Ten-Year Limits On Storing Frozen Eggs Are Outdated And Unfair

If have the technology to help women to preserve their fertility, we should be helping them to have the family they have dreamed of
Science Photo Library via Getty Images

More and more women are choosing to freeze their eggs to preserve their fertility for the future. This ‘social’ or ‘elective’ freezing gives women a chance to put their eggs on ice until they are in a position to start a family.

Sounds great, but there’s a drawback. Under UK law, eggs which are frozen for social reasons (rather than medical reasons) can only be stored for up to year years, at which point they must be allowed to perish. The ten-year rule means that if a woman is not in a position to have a child when the ten-year limit kicks, she’ll lose her eggs.

If eggs are frozen for medical reasons (for example, if someone is about to undergo chemotherapy and is going to become prematurely infertile), the period can be extended by another ten years, up to a maximum of 55 years in total.

The advice is clear - the best time to freeze eggs is when a woman is in her 20s or early 30s. To demonstrate the problem, let’s take for example a woman who freezes her eggs when she is 25.

At this point the clock starts ticking, and unless she wants to conceive with a sperm donor, she must find a partner and be ready to start a family with him by the time she is 35. Ten years pass but she’s not yet found a partner, and doesn’t want to start a family using a donor. She’s now 35, the age where fertility dramatically declines, but her clinic has no choice but to destroy her eggs. Those eggs could represent her best hope of conceiving, and she’s invested her time, money and emotional energy into preserving them. It’s a heartbreaking situation.

The ten-year limit was put in place originally because scientists didn’t know how eggs would cope if they were frozen for longer periods of time. However, methods for egg freezing have improved considerably since then, with most clinics using the flash-freezing vitrification process rather than the old method of slow cooling. This means the quality of frozen eggs is far better than it used to be, and they can be stored for much longer without deteriorating.

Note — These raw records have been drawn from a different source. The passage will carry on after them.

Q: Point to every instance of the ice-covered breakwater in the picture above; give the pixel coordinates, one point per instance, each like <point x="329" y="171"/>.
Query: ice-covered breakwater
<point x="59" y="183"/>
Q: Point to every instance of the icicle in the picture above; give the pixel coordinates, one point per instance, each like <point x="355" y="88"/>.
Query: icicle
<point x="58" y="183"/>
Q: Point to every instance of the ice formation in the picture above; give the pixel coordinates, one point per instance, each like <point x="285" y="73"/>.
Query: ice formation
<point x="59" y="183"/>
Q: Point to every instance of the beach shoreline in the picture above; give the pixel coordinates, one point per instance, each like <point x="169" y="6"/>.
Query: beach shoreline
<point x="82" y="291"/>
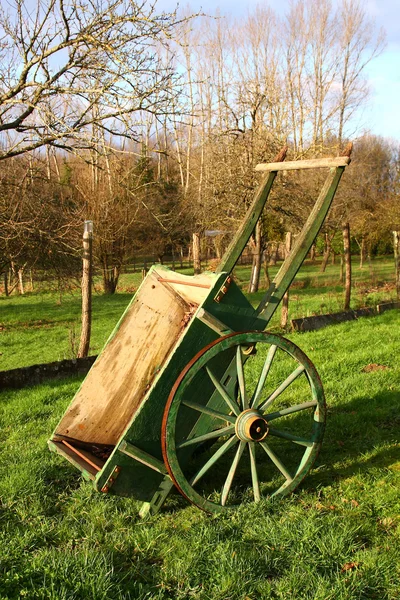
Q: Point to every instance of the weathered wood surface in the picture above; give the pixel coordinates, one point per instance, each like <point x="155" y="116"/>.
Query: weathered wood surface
<point x="296" y="165"/>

Retrieving a woman’s eggs is not a simple process. She has to take drugs to increase egg production, before going through the invasive, uncomfortable and for some, painful procedure of collection. It’s also expensive, costing around £5,000, with storage costs charged on top. It’s not something that anyone would undertake lightly or on a whim, and to think that it could all have been for nothing must be devastating.

Calling this treatment ‘elective’ or ‘social’ freezing implies that women are completely in control of their circumstances, and are choosing to delay motherhood because they are prioritising their social life instead of their biological clock.

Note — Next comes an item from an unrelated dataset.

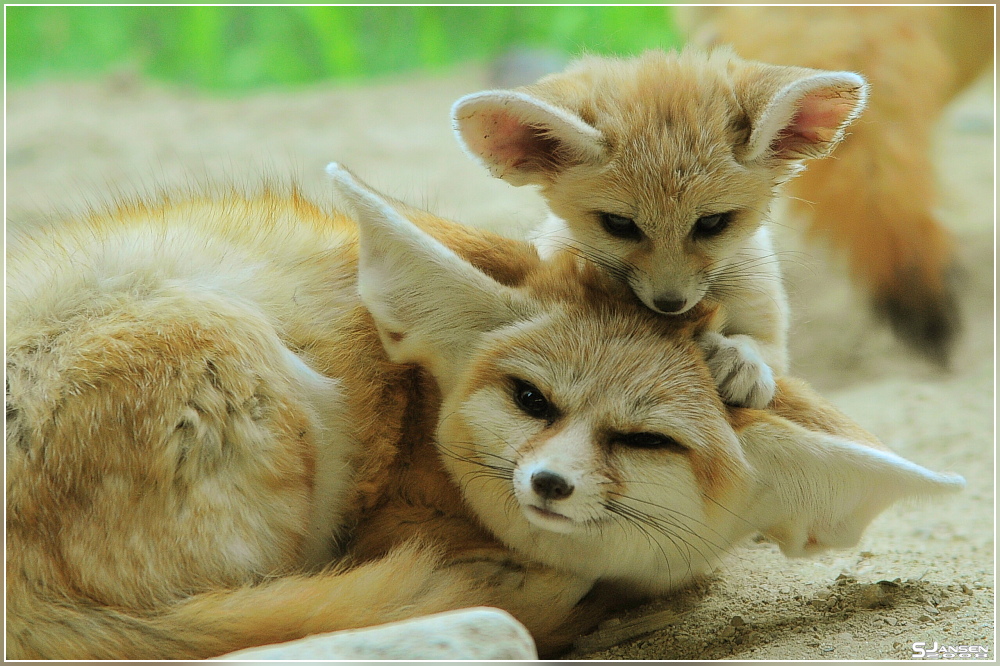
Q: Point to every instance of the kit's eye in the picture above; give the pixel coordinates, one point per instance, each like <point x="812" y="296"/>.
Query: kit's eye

We live in a different world now, and for many twenty-somethings, they are simply not in a position to start a family. As well as economic pressures, a woman may not have found the right partner in her twenties or early thirties. She may want to meet someone, but it just hasn’t happened yet.

Women don’t have complete control over their circumstances or when they will start a family, although this doesn’t stop well-meaning friends and family regularly telling women of childbearing age that they ‘mustn’t leave it too long’. Egg freezing is a woman’s way of taking a little control, in a world where so much is out of her control. Just because a woman freezes her eggs, a baby further down the line is not guaranteed. It’s not exactly hitting the pause button, but it’s as close to it as science will allow.

We have the technology to help women to preserve their fertility, and we should be helping them to have the family they have dreamed of. If new technologies allow eggs to be stored for longer without impacting on their quality, why impose an arbitrary ten-year limit? Most women are painfully aware of the relentless tick of their biological clock, and imposing such a tight timeframe on them puts them under yet more pressure. It’s time for this to change.